6gl6

Publication Abstract from PubMed

[FeFe] hydrogenases interconvert H2 into protons and electrons reversibly and efficiently. The active site H-cluster is composed of two sites: a unique [2Fe] sub-cluster ([2Fe]H) covalently linked via cysteine to a canonical [4Fe-4S] cluster ([4Fe-4S]H). Both sites are redox active and its electron transfer is proton-coupled, such that the potential of the H-cluster lies very close to the H2 thermodynamic potential, which confers the enzyme with the ability to operate quickly in both directions without energy losses. Here, one of the cysteines coordinating [4Fe-4S]H (Cys362) in the [FeFe] hydrogenase from the green alga Chlamydomonas reinhardtii ( CrHydA1) was exchanged with histidine and the resulting C362H variant was shown to contain a [4Fe-4S] cluster with a more positive redox potential than the wild-type. The change in the [4Fe-4S] cluster potential resulted in a shift of the catalytic bias, diminishing the H2 production activity but giving significant higher H2 oxidation activity, albeit with a 200 mV overpotential requirement. These results highlight the importance of the [4Fe-4S] cluster as an electron injection site, modulating the redox potential and the catalytic properties of the H-cluster.

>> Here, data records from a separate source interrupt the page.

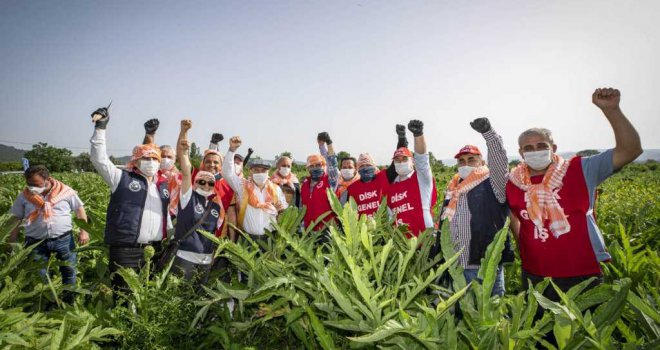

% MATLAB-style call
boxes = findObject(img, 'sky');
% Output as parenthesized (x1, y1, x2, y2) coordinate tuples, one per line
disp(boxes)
(1, 0, 658, 164)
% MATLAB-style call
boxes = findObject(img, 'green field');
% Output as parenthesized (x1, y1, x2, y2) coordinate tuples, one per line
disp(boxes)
(0, 163, 658, 349)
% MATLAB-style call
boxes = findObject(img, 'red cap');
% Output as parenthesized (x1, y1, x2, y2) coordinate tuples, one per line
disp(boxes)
(454, 145, 482, 159)
(392, 147, 413, 159)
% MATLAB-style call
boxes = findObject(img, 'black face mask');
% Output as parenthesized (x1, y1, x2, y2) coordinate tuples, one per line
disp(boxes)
(310, 168, 324, 181)
(359, 167, 376, 182)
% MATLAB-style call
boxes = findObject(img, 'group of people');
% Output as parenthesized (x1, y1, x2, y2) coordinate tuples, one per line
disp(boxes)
(8, 87, 642, 302)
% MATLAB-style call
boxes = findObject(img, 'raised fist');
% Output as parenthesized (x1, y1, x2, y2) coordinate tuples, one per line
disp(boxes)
(211, 133, 224, 144)
(470, 117, 491, 134)
(144, 118, 160, 134)
(229, 136, 242, 151)
(592, 88, 621, 111)
(180, 119, 192, 131)
(317, 132, 332, 145)
(91, 104, 110, 129)
(247, 148, 254, 155)
(396, 124, 406, 138)
(407, 120, 424, 137)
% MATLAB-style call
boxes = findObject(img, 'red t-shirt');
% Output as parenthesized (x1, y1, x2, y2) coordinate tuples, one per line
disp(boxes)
(506, 157, 601, 278)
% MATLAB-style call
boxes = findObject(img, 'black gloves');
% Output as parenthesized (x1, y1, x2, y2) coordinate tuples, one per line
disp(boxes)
(91, 105, 110, 129)
(470, 117, 491, 134)
(407, 120, 424, 137)
(396, 124, 408, 148)
(211, 133, 224, 144)
(144, 118, 159, 134)
(317, 132, 333, 145)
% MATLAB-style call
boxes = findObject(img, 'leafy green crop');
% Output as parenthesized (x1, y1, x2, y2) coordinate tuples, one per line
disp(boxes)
(0, 164, 657, 349)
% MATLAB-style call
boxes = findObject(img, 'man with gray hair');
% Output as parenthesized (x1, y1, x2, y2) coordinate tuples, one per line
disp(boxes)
(506, 87, 642, 301)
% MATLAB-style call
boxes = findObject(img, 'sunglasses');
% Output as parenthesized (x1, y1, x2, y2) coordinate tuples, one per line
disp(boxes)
(196, 180, 215, 186)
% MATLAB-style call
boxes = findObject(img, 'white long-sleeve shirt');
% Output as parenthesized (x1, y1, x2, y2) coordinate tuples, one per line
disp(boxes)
(222, 150, 288, 236)
(90, 129, 172, 243)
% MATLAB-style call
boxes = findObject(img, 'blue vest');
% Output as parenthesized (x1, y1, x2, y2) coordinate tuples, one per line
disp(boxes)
(443, 179, 513, 265)
(175, 192, 221, 255)
(105, 171, 170, 246)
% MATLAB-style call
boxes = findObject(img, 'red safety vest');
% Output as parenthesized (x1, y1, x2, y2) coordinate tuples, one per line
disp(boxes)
(301, 174, 336, 231)
(385, 173, 429, 238)
(347, 171, 388, 218)
(506, 157, 601, 278)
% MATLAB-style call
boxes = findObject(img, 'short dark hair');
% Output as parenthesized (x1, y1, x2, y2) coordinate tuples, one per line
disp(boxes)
(24, 165, 50, 180)
(340, 157, 357, 167)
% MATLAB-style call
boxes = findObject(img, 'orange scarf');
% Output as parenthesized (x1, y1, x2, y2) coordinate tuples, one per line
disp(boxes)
(243, 179, 279, 216)
(23, 178, 75, 224)
(441, 166, 490, 221)
(336, 174, 360, 197)
(509, 154, 571, 238)
(270, 171, 299, 190)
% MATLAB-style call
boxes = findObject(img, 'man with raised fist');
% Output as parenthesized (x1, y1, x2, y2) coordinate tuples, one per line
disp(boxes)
(301, 132, 339, 233)
(384, 120, 436, 238)
(440, 117, 512, 296)
(507, 88, 643, 300)
(89, 104, 172, 291)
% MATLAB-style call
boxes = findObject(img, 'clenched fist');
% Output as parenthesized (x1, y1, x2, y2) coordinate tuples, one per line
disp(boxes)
(407, 120, 424, 137)
(396, 124, 406, 138)
(229, 136, 242, 152)
(91, 103, 111, 129)
(180, 119, 192, 131)
(144, 118, 160, 134)
(317, 132, 332, 145)
(211, 133, 224, 144)
(470, 117, 491, 134)
(592, 88, 621, 111)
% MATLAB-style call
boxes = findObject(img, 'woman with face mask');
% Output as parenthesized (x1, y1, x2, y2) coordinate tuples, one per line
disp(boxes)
(222, 136, 288, 241)
(384, 120, 438, 238)
(168, 120, 225, 283)
(342, 153, 389, 218)
(301, 132, 340, 233)
(270, 155, 301, 207)
(506, 87, 642, 302)
(335, 157, 360, 200)
(439, 118, 511, 297)
(88, 104, 172, 292)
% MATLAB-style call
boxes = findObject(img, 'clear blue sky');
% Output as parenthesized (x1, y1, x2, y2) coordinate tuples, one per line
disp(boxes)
(1, 0, 658, 163)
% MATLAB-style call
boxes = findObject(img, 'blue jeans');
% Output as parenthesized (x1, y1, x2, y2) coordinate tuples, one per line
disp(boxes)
(463, 265, 505, 296)
(25, 232, 77, 285)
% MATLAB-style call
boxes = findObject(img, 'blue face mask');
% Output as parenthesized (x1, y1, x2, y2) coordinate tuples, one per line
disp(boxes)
(358, 167, 376, 182)
(309, 168, 325, 180)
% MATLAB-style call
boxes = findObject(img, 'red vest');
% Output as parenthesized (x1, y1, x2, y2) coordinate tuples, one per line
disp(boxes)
(301, 174, 336, 231)
(385, 173, 428, 238)
(347, 172, 388, 218)
(506, 157, 600, 278)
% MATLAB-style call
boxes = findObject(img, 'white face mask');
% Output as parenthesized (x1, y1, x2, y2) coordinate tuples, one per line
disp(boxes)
(252, 173, 268, 186)
(28, 186, 46, 194)
(279, 167, 291, 177)
(195, 187, 214, 197)
(341, 169, 355, 180)
(523, 150, 553, 170)
(458, 166, 476, 179)
(138, 159, 160, 177)
(394, 161, 413, 176)
(160, 158, 175, 171)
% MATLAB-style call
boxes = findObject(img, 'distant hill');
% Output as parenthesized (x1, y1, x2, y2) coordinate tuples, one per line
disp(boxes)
(0, 144, 26, 162)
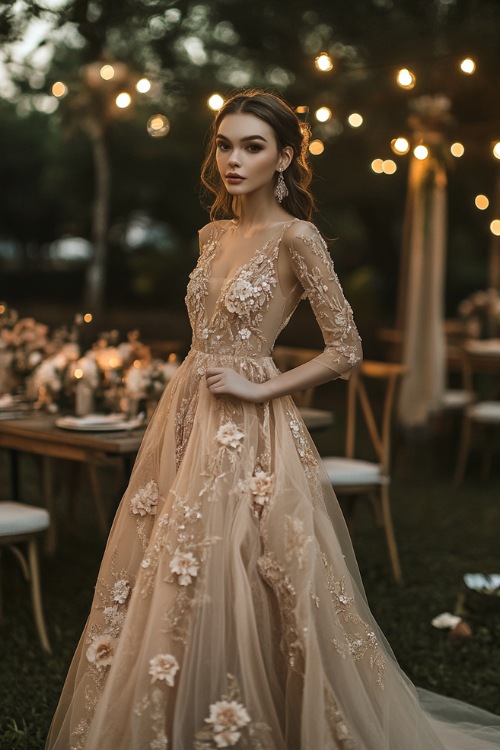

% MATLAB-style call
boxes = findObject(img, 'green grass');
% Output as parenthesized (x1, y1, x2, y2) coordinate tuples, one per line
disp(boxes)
(1, 404, 499, 749)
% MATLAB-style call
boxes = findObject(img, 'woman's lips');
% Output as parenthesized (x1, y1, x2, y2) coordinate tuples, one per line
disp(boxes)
(226, 174, 245, 183)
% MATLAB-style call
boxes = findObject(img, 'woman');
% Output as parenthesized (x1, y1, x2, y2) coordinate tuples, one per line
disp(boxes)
(47, 91, 500, 749)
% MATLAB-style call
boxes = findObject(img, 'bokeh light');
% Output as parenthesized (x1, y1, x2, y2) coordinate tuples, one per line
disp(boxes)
(74, 368, 84, 379)
(450, 142, 465, 157)
(116, 92, 132, 108)
(414, 145, 429, 160)
(136, 78, 151, 93)
(475, 195, 489, 210)
(309, 139, 325, 155)
(315, 106, 332, 123)
(83, 313, 93, 323)
(315, 53, 333, 72)
(391, 137, 410, 155)
(396, 68, 416, 89)
(51, 81, 67, 98)
(147, 114, 170, 138)
(371, 159, 384, 174)
(100, 64, 115, 81)
(460, 58, 476, 74)
(347, 113, 363, 128)
(382, 159, 397, 174)
(493, 142, 500, 160)
(490, 220, 500, 236)
(208, 93, 224, 111)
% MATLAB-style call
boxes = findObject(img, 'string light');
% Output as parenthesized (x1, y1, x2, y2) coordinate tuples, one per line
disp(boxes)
(147, 114, 170, 138)
(74, 368, 84, 379)
(450, 142, 465, 157)
(491, 220, 500, 236)
(315, 106, 332, 122)
(347, 113, 363, 127)
(391, 137, 410, 155)
(136, 78, 151, 93)
(116, 92, 132, 108)
(100, 64, 115, 80)
(414, 145, 428, 160)
(396, 68, 416, 89)
(371, 159, 384, 173)
(208, 93, 224, 111)
(83, 313, 93, 323)
(493, 142, 500, 160)
(475, 195, 489, 210)
(460, 58, 476, 74)
(295, 105, 309, 115)
(51, 81, 67, 98)
(315, 53, 333, 72)
(309, 139, 325, 155)
(382, 159, 397, 174)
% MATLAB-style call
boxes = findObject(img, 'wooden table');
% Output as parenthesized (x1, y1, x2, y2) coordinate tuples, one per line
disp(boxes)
(0, 414, 145, 554)
(0, 407, 333, 555)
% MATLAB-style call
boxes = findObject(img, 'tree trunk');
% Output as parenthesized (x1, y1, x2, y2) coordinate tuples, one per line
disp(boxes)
(83, 117, 110, 323)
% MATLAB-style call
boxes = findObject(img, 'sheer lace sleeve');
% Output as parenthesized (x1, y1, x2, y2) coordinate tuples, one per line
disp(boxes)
(285, 221, 362, 380)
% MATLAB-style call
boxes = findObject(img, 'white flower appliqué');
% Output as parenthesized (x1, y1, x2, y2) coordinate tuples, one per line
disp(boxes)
(170, 548, 199, 586)
(249, 471, 274, 506)
(205, 700, 251, 747)
(148, 653, 180, 686)
(130, 479, 159, 517)
(86, 634, 116, 670)
(111, 578, 131, 604)
(215, 422, 244, 450)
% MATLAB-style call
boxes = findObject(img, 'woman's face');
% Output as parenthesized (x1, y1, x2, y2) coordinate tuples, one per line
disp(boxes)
(215, 113, 285, 199)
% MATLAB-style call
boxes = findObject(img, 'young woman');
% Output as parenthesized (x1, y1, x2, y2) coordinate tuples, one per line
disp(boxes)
(47, 91, 500, 749)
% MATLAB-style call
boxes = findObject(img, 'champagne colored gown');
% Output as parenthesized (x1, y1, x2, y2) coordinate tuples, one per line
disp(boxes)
(47, 219, 500, 749)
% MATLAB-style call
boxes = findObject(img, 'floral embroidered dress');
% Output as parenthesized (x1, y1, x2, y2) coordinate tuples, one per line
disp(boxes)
(47, 220, 500, 750)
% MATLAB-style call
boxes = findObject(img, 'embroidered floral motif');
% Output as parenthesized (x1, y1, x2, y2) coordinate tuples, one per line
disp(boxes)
(169, 548, 200, 586)
(194, 674, 271, 749)
(130, 479, 159, 517)
(284, 515, 312, 570)
(249, 470, 273, 504)
(148, 653, 180, 686)
(86, 634, 116, 669)
(111, 578, 131, 604)
(215, 422, 245, 450)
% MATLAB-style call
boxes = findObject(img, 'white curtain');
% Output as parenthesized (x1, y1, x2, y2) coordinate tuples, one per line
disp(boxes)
(398, 155, 447, 428)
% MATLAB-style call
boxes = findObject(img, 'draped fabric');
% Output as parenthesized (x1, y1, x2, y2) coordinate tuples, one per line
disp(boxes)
(47, 220, 500, 749)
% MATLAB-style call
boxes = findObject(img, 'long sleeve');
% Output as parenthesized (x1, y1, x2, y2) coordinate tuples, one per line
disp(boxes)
(285, 221, 362, 380)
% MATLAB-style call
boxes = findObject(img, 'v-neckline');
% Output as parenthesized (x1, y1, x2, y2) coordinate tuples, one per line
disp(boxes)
(203, 218, 299, 327)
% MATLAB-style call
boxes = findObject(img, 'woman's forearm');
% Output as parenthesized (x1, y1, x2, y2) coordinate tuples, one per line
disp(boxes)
(261, 359, 342, 401)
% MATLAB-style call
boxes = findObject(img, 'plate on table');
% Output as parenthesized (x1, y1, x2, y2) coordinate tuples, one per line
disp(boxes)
(55, 413, 145, 432)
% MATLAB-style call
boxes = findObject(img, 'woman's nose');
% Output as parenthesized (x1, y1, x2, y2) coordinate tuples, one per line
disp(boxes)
(228, 150, 241, 167)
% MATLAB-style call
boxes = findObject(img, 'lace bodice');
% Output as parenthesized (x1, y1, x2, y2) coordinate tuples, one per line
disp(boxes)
(186, 218, 362, 379)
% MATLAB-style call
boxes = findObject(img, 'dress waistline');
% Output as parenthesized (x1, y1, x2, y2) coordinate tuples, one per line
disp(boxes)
(187, 346, 274, 362)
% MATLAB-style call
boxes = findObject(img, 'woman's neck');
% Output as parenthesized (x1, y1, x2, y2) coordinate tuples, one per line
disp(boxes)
(232, 187, 293, 236)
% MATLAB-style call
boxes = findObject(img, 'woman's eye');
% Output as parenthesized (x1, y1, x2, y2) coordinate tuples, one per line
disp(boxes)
(247, 144, 263, 152)
(216, 142, 229, 151)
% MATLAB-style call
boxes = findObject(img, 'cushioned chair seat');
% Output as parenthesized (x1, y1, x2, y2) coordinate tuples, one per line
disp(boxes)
(466, 402, 500, 424)
(0, 502, 50, 537)
(322, 457, 388, 487)
(441, 389, 474, 410)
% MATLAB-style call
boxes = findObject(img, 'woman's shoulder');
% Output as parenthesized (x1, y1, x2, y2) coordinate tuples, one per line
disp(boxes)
(198, 219, 233, 239)
(283, 218, 322, 243)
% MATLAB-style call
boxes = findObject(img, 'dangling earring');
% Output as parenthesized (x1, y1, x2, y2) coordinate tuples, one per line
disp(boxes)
(274, 167, 289, 203)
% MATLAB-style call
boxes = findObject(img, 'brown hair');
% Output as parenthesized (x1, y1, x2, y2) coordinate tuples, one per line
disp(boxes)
(201, 90, 316, 222)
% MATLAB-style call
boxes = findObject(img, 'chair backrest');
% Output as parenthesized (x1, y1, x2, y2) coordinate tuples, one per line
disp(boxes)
(272, 345, 323, 407)
(345, 361, 406, 475)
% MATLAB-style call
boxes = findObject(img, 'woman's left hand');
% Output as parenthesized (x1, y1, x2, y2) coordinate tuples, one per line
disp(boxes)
(205, 367, 268, 403)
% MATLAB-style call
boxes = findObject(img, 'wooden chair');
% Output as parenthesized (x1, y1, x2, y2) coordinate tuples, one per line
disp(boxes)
(321, 361, 406, 583)
(453, 346, 500, 485)
(0, 501, 51, 652)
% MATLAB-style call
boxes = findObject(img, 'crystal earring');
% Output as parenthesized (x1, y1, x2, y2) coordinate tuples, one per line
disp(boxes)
(274, 168, 289, 203)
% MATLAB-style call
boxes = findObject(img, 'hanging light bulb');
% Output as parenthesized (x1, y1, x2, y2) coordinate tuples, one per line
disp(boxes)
(490, 220, 500, 236)
(475, 195, 489, 210)
(147, 114, 170, 138)
(315, 53, 333, 72)
(136, 78, 151, 93)
(396, 68, 416, 89)
(371, 159, 384, 174)
(315, 107, 332, 123)
(382, 160, 397, 174)
(309, 139, 325, 155)
(414, 145, 429, 160)
(391, 137, 410, 155)
(493, 142, 500, 160)
(208, 93, 224, 111)
(100, 64, 115, 81)
(450, 142, 465, 157)
(460, 58, 476, 74)
(347, 113, 363, 128)
(116, 92, 132, 108)
(51, 81, 67, 98)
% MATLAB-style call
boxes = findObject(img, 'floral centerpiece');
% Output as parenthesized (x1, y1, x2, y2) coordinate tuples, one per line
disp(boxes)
(458, 289, 500, 339)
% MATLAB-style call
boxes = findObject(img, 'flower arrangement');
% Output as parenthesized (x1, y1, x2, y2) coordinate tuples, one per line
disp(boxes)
(458, 288, 500, 339)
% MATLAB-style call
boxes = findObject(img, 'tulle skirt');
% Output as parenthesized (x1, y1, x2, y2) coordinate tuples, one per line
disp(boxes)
(46, 349, 500, 749)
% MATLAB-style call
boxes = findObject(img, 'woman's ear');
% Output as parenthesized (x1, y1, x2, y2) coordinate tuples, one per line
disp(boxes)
(279, 146, 293, 171)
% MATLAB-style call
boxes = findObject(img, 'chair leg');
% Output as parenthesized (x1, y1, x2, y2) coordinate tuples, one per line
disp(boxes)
(453, 416, 472, 487)
(380, 485, 403, 584)
(27, 539, 51, 653)
(87, 462, 110, 539)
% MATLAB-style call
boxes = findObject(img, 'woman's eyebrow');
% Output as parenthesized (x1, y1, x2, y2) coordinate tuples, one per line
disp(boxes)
(215, 134, 268, 143)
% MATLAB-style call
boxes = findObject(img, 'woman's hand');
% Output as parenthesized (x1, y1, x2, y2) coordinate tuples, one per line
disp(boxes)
(205, 367, 269, 403)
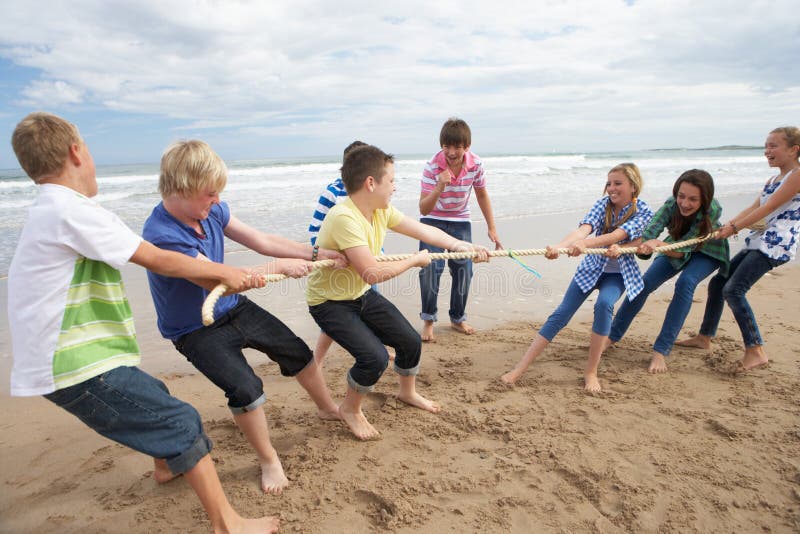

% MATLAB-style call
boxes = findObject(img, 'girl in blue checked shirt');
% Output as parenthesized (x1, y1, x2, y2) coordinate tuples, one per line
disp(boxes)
(502, 163, 653, 392)
(604, 169, 729, 374)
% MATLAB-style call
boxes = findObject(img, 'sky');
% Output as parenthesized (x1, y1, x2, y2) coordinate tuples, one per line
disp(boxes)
(0, 0, 798, 167)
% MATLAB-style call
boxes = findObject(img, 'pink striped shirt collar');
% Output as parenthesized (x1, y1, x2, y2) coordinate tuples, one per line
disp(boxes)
(432, 149, 478, 178)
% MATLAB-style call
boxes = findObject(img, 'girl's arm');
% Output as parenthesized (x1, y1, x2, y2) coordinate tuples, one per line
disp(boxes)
(568, 227, 628, 255)
(637, 239, 683, 258)
(721, 172, 800, 238)
(544, 224, 594, 259)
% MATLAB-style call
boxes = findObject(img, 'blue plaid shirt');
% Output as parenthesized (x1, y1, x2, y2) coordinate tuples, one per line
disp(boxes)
(572, 196, 653, 301)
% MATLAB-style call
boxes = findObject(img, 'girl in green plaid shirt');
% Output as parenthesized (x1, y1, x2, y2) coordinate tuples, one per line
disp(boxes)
(604, 169, 729, 373)
(677, 127, 800, 371)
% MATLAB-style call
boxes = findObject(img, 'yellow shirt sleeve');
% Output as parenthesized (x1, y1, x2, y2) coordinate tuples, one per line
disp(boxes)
(306, 201, 404, 305)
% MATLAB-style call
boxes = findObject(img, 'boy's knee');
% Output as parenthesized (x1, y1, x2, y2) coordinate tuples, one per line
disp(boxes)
(348, 353, 389, 392)
(166, 432, 213, 474)
(225, 376, 264, 411)
(395, 330, 422, 360)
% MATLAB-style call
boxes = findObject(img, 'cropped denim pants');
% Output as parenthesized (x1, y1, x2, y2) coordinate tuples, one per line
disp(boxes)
(44, 366, 211, 474)
(609, 253, 721, 356)
(539, 273, 625, 341)
(698, 249, 787, 347)
(418, 218, 472, 324)
(309, 289, 421, 393)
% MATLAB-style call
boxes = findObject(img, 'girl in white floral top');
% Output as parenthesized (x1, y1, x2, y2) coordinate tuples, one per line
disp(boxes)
(677, 126, 800, 371)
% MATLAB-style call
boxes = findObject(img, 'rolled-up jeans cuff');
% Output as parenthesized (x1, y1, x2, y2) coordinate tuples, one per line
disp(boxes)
(347, 371, 375, 394)
(166, 433, 213, 474)
(229, 392, 266, 415)
(450, 314, 467, 324)
(394, 363, 420, 377)
(419, 312, 437, 322)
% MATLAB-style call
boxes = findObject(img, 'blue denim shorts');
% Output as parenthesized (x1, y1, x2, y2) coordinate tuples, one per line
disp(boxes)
(174, 297, 313, 413)
(44, 365, 212, 474)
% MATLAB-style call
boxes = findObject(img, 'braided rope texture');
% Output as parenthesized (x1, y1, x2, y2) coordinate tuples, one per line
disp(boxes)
(201, 233, 715, 325)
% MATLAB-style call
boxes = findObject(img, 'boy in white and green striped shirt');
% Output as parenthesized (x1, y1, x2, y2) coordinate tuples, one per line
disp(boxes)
(7, 112, 279, 533)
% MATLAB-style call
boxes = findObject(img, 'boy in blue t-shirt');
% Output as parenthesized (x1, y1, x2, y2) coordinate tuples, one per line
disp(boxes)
(144, 139, 346, 495)
(8, 112, 278, 532)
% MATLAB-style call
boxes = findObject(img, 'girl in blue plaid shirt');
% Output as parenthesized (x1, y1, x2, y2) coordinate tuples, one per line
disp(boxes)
(502, 163, 653, 392)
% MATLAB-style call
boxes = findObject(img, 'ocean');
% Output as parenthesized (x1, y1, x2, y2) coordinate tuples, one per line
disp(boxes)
(0, 147, 768, 277)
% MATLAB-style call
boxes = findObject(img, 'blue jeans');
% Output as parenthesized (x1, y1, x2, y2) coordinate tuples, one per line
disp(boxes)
(418, 218, 472, 324)
(309, 289, 421, 393)
(610, 253, 721, 356)
(699, 249, 787, 347)
(539, 273, 625, 341)
(174, 297, 313, 414)
(44, 366, 212, 474)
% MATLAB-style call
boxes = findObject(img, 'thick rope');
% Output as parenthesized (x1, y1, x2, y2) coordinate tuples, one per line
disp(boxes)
(201, 233, 716, 325)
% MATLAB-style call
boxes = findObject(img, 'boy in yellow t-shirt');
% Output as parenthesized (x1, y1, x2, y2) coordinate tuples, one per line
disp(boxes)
(306, 144, 489, 440)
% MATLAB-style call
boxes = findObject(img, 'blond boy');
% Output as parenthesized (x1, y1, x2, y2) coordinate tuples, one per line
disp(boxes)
(8, 112, 278, 533)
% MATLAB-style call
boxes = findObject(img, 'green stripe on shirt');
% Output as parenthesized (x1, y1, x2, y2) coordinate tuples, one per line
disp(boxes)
(53, 258, 140, 384)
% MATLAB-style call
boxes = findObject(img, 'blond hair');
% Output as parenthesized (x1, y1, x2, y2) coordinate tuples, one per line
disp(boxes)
(11, 112, 82, 182)
(159, 140, 227, 197)
(770, 126, 800, 160)
(602, 162, 644, 233)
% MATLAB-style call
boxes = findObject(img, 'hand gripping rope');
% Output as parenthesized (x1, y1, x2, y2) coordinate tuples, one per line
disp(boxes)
(200, 234, 716, 326)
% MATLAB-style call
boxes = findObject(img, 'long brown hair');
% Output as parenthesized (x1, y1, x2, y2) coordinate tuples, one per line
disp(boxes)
(601, 162, 643, 234)
(668, 169, 714, 240)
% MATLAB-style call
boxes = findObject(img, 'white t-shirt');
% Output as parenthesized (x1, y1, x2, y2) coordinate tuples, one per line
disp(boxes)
(8, 184, 142, 396)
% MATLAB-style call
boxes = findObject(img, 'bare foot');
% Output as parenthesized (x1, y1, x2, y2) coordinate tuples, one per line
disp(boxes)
(584, 373, 602, 393)
(738, 345, 769, 371)
(260, 460, 289, 495)
(236, 516, 280, 534)
(338, 406, 380, 440)
(648, 352, 668, 373)
(675, 334, 712, 349)
(422, 320, 435, 342)
(152, 458, 180, 484)
(451, 321, 475, 335)
(500, 369, 521, 385)
(317, 407, 342, 421)
(397, 391, 442, 413)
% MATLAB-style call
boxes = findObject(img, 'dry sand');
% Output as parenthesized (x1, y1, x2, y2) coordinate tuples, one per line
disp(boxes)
(2, 212, 799, 533)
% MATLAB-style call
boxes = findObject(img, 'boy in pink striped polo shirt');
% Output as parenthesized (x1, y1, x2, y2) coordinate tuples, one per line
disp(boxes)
(418, 117, 503, 342)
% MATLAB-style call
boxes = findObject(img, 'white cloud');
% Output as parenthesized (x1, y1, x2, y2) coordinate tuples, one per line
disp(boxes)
(19, 79, 84, 106)
(1, 0, 798, 156)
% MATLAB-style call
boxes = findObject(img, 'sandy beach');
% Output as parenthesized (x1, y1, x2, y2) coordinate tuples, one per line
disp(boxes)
(2, 206, 799, 533)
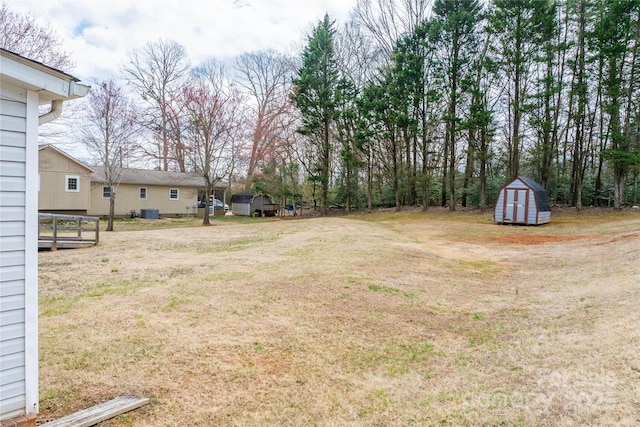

His-ligation to the [4Fe-4S] sub-cluster tunes the catalytic bias of [FeFe] hydrogenase.,Rodriguez-Macia P, Kertess L, Burnik J, Birrell JA, Hofmann E, Lubitz W, Happe T, Rudiger O J Am Chem Soc. 2018 Dec 14. doi: 10.1021/jacs.8b11149. PMID:30545220^[1]

From MEDLINE®/PubMed®, a database of the U.S. National Library of Medicine.